What is the Clarity Act?
Answer
The federal statute passed in 2000 that sets out federal conditions for any future negotiation of Quebec or other provincial secession, including a clear majority on a clear question.
Explanation
The Clarity Act (officially An Act to give effect to the requirement for clarity as set out in the opinion of the Supreme Court of Canada in the Quebec Secession Reference) is a federal statute that sets out the federal framework for any future negotiation of provincial secession from Canada. The Clarity Act was introduced by Justice Minister Stéphane Dion on December 13, 1999, received Royal Assent on June 29, 2000, and remains in force.
The Act has three principal provisions. First, before any federal negotiation begins, the House of Commons must determine that a referendum question on secession is 'clear' (the question must address only secession, not associated issues). Second, after a referendum, the House of Commons must determine whether a majority result constitutes a 'clear expression' of the will of a province's population on secession. Third, negotiation of secession would address the division of assets and debts, changes to boundaries (including potential partition of Quebec to keep federalist regions in Canada), Indigenous rights, minority rights, and international obligations.
The Act was the federal government's response to the 1998 Reference re Secession of Quebec. The Reference held that any future secession would require a 'clear majority on a clear question' and would trigger a federal-provincial duty to negotiate. The Clarity Act operationalises these Reference requirements by giving the federal House of Commons the authority to determine whether those conditions are met. The Act gives Indigenous peoples a particular role: the House of Commons must consider Indigenous interests, and any secession negotiation must address Indigenous rights.

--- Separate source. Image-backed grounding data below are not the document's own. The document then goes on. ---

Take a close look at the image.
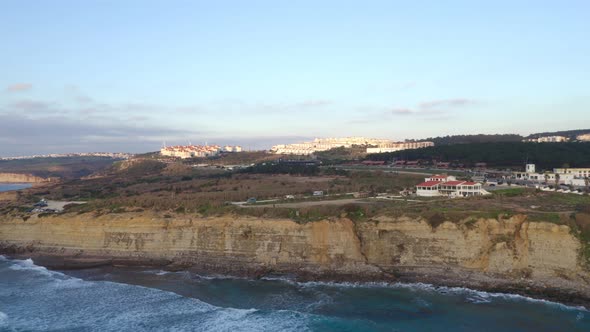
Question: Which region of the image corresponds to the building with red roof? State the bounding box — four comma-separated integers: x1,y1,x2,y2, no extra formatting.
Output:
416,175,489,197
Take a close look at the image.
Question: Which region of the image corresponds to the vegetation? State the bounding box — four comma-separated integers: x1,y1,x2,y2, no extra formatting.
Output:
366,142,590,169
314,146,368,163
423,129,590,145
241,163,320,176
0,156,120,179
424,134,522,146
524,129,590,140
492,188,527,197
3,156,590,257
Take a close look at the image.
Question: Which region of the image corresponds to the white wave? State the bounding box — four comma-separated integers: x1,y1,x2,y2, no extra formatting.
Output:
8,258,55,277
189,273,250,281
261,278,588,312
389,282,589,312
195,307,310,332
86,283,310,332
139,269,174,276
5,258,88,289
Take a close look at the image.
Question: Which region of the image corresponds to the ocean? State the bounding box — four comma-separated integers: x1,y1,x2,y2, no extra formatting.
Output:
0,183,32,193
0,255,588,332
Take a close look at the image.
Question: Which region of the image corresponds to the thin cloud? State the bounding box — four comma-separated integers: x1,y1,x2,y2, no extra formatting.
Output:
419,98,477,109
295,99,332,108
75,95,94,104
389,107,447,117
0,113,210,156
5,83,32,92
10,99,56,112
390,108,415,115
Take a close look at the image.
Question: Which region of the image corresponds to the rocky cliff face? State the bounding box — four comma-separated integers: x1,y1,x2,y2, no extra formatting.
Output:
0,173,49,183
1,212,589,304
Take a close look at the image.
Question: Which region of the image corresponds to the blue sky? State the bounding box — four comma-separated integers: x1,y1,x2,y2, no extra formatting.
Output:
1,0,589,155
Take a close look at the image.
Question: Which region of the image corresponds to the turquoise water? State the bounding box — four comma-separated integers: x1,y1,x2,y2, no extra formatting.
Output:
0,183,32,192
0,256,588,331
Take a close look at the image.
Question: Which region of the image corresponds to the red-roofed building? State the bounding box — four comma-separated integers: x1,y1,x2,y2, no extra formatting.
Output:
416,181,442,197
361,160,386,166
437,162,451,169
416,178,489,197
425,174,457,182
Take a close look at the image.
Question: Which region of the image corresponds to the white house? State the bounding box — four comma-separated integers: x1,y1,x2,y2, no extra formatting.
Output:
425,175,457,182
554,168,590,178
416,175,488,197
416,181,441,197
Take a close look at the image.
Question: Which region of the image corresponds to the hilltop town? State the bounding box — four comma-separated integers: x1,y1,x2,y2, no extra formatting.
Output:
270,137,434,155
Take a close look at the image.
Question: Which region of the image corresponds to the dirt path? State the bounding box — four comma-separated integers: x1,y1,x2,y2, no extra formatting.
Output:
241,198,372,208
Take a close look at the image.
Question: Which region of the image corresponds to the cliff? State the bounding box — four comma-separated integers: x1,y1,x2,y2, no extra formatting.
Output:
0,172,49,183
1,212,589,305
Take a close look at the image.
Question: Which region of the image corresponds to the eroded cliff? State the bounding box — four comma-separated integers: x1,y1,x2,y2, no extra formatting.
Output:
0,173,49,183
1,212,589,304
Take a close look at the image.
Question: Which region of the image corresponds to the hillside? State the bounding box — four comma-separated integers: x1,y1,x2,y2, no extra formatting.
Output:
367,141,590,169
0,156,121,179
424,134,523,146
525,129,590,140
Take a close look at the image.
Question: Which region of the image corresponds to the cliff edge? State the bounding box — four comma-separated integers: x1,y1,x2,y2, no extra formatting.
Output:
0,172,50,183
1,212,589,306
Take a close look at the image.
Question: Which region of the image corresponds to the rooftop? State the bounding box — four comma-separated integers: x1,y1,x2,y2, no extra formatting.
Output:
416,181,441,187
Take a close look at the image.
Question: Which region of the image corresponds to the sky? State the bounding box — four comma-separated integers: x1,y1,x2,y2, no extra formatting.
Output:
1,0,589,156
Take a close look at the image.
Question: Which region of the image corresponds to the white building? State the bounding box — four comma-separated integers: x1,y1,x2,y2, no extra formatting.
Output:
524,136,569,143
425,174,457,182
161,144,242,159
577,134,590,141
526,164,536,173
271,137,396,155
554,168,590,178
366,141,434,154
512,164,589,186
223,145,243,152
416,175,488,197
416,181,442,197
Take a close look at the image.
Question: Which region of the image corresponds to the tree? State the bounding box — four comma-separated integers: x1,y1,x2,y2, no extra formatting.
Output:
585,177,589,194
544,173,550,185
554,173,560,188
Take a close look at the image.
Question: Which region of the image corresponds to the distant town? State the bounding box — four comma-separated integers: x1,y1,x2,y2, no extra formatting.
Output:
0,152,134,161
270,137,434,155
523,133,590,143
160,145,243,159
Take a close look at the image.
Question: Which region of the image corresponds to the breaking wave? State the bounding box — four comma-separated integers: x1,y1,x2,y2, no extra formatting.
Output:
1,256,588,331
0,257,311,331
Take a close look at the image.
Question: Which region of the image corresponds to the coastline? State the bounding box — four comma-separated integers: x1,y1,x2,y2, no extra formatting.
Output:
1,212,589,309
0,183,33,193
4,251,589,309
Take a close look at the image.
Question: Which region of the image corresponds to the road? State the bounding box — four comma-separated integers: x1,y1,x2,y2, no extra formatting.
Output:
238,198,372,208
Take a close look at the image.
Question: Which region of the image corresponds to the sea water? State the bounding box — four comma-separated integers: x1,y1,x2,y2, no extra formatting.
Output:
0,183,32,193
0,256,588,332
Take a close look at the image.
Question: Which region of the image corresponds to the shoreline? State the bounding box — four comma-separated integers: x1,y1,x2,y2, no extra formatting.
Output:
0,183,33,192
4,252,589,309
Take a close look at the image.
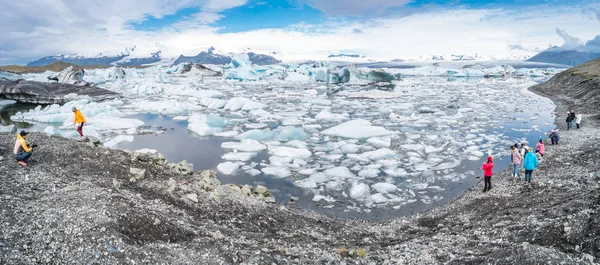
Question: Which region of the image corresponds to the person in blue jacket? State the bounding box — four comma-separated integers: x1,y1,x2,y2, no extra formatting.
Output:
522,147,539,184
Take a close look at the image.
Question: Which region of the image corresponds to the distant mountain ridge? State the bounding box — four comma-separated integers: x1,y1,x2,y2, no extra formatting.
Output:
172,47,281,66
526,50,600,67
27,49,161,67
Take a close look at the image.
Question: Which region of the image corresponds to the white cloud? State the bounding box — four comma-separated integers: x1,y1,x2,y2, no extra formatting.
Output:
297,0,412,16
1,1,600,64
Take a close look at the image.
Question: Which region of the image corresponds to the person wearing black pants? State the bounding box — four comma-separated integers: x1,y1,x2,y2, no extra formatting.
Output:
482,156,494,192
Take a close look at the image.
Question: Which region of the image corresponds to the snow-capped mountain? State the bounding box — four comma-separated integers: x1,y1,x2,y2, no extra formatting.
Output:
327,54,366,59
418,53,531,62
172,47,281,66
27,45,162,67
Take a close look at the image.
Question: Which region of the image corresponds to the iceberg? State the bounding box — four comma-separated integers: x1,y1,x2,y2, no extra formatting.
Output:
217,162,239,175
321,119,394,139
221,139,267,152
269,146,312,159
224,97,265,111
223,54,261,81
104,135,134,148
221,152,257,162
349,182,371,201
236,126,308,142
261,166,292,178
187,114,227,136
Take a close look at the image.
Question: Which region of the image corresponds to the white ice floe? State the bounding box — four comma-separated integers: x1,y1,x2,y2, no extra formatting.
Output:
261,166,292,178
321,119,395,139
221,139,267,152
187,114,227,136
104,135,134,148
217,162,239,175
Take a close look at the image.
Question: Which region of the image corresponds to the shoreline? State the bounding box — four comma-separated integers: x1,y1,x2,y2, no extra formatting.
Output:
1,80,599,263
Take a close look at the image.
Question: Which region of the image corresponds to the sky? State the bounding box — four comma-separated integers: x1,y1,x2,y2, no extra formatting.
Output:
1,0,600,64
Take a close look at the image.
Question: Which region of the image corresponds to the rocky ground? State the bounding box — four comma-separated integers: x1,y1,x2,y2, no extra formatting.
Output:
1,76,600,264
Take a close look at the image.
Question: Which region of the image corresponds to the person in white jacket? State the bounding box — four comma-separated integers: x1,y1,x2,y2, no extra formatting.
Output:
575,111,582,129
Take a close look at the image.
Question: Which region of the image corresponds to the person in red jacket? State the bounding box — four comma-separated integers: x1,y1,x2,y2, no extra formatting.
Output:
482,156,494,192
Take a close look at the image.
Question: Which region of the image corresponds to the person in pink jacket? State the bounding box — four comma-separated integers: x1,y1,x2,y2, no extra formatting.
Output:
510,145,522,178
536,139,545,157
482,156,494,192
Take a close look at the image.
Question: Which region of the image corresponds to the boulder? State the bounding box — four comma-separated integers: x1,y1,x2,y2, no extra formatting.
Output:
170,160,194,175
255,185,268,194
129,168,146,180
186,193,199,203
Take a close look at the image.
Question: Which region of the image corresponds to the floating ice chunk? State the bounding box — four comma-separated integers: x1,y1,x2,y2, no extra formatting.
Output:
217,162,239,175
371,183,398,194
261,167,292,178
245,168,262,176
315,110,349,121
411,183,429,190
400,144,425,151
136,148,157,154
427,186,445,192
221,139,267,152
295,178,318,189
340,144,361,154
370,193,389,204
104,135,134,148
224,54,261,81
285,140,308,149
299,168,318,175
414,163,429,171
43,126,57,135
309,172,332,184
383,167,408,177
269,146,311,159
224,97,265,111
221,152,257,161
187,114,227,136
425,145,445,153
89,117,145,130
367,137,391,148
324,166,356,179
236,126,308,142
350,182,371,201
361,148,397,161
214,131,239,137
321,119,394,139
200,98,227,109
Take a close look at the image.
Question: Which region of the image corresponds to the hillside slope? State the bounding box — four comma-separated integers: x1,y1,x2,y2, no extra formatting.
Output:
531,57,600,111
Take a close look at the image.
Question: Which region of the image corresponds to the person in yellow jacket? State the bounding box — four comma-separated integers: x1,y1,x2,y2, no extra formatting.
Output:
73,107,86,137
13,131,36,166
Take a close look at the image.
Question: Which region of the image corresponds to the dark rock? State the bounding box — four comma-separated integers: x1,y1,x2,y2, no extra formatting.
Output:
0,79,119,104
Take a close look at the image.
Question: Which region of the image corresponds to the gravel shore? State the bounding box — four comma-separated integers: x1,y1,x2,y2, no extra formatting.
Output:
1,74,599,264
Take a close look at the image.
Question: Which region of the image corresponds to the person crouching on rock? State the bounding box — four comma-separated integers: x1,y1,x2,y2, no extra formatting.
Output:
482,156,494,192
73,107,86,137
13,131,37,166
523,147,539,185
548,130,560,145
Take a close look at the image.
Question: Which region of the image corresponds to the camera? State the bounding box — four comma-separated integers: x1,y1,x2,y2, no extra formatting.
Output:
28,143,38,148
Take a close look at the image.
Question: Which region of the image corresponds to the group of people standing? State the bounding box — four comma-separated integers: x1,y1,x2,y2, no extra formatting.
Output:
481,110,585,193
566,110,583,130
13,107,86,166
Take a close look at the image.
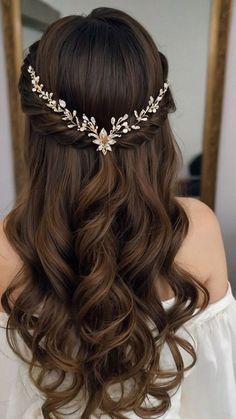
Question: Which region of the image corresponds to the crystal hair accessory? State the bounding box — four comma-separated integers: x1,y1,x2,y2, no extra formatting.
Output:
27,65,169,155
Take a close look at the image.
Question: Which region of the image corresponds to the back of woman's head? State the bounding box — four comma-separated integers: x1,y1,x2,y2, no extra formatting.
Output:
2,7,209,418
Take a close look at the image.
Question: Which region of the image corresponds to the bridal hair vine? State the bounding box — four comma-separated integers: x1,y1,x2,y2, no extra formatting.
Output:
27,65,169,155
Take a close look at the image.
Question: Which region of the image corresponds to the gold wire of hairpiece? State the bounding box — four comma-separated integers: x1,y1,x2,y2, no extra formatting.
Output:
27,65,169,155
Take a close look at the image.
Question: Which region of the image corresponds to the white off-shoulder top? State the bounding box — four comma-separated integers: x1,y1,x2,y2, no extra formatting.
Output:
0,281,236,419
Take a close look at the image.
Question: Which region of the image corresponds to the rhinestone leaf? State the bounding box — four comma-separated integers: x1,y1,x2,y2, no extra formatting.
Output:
92,139,101,145
99,128,108,139
59,99,66,108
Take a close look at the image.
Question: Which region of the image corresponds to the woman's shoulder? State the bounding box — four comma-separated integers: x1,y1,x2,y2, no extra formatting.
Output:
176,196,217,220
0,217,23,270
0,218,24,311
175,197,229,304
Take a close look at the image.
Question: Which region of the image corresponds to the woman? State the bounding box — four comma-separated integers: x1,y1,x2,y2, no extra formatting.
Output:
0,7,235,419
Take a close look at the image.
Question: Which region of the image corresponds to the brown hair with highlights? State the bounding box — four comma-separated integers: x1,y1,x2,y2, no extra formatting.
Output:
1,7,209,418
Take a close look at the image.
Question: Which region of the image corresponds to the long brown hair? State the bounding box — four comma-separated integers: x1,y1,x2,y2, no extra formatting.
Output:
1,7,209,418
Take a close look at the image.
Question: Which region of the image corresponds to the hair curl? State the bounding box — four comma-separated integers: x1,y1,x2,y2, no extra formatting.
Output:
1,7,209,418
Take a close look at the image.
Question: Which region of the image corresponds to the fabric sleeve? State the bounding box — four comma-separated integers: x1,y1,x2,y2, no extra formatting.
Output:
179,288,236,419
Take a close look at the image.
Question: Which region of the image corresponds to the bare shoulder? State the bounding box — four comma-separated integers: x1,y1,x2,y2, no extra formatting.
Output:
175,197,229,303
176,196,222,235
0,218,20,264
0,218,23,310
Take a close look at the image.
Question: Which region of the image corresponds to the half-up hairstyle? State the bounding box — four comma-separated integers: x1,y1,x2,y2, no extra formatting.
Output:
1,7,209,418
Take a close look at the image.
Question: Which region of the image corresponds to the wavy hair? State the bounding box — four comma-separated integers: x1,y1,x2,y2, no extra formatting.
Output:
1,7,209,418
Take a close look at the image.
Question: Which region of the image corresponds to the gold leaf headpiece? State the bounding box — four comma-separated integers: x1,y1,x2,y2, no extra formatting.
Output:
27,65,169,155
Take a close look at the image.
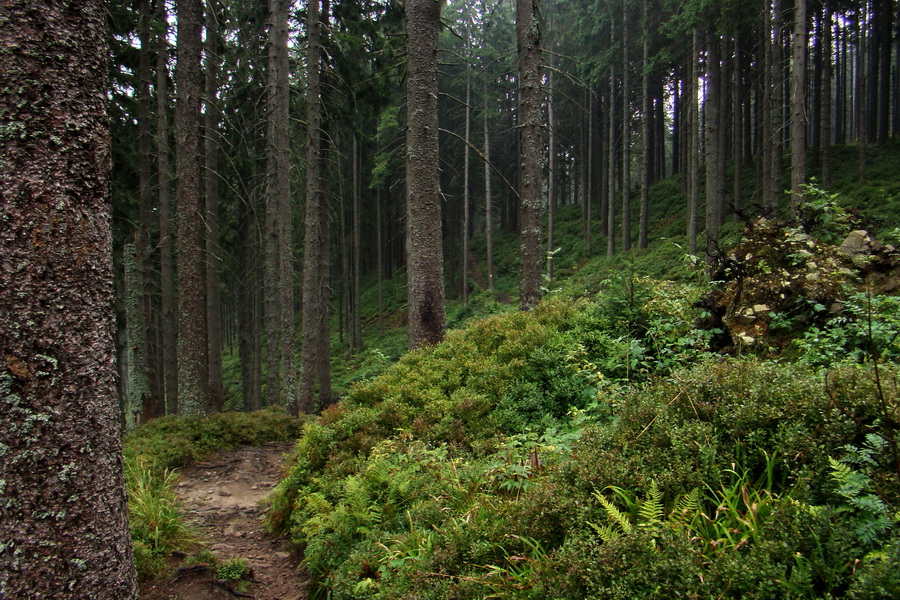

The Act has been controversial in Quebec. Quebec's National Assembly passed Bill 99 (the Act respecting the exercise of the fundamental rights and prerogatives of the Québec people and the Québec State, in force December 7, 2000) rejecting the Clarity Act's claim of federal authority over secession procedure. The Quebec Court of Appeal upheld the constitutional validity of Bill 99 in Henderson v. Quebec (Procureur général) (2018). The Supreme Court of Canada has not yet ruled on the relationship between the federal Clarity Act and Quebec's Bill 99. The Clarity Act has not been formally invoked since its 2000 passage because no province has held a sovereignty referendum during this period. Quebec sovereignty support has fluctuated since 1995 but has not reached majority levels in any consistent polling.
Why this matters for your test
The Clarity Act is the federal government's framework for any future provincial secession. Recognising the 2000 Royal Assent and the 'clear majority on a clear question' standard gives candidates two specific anchors.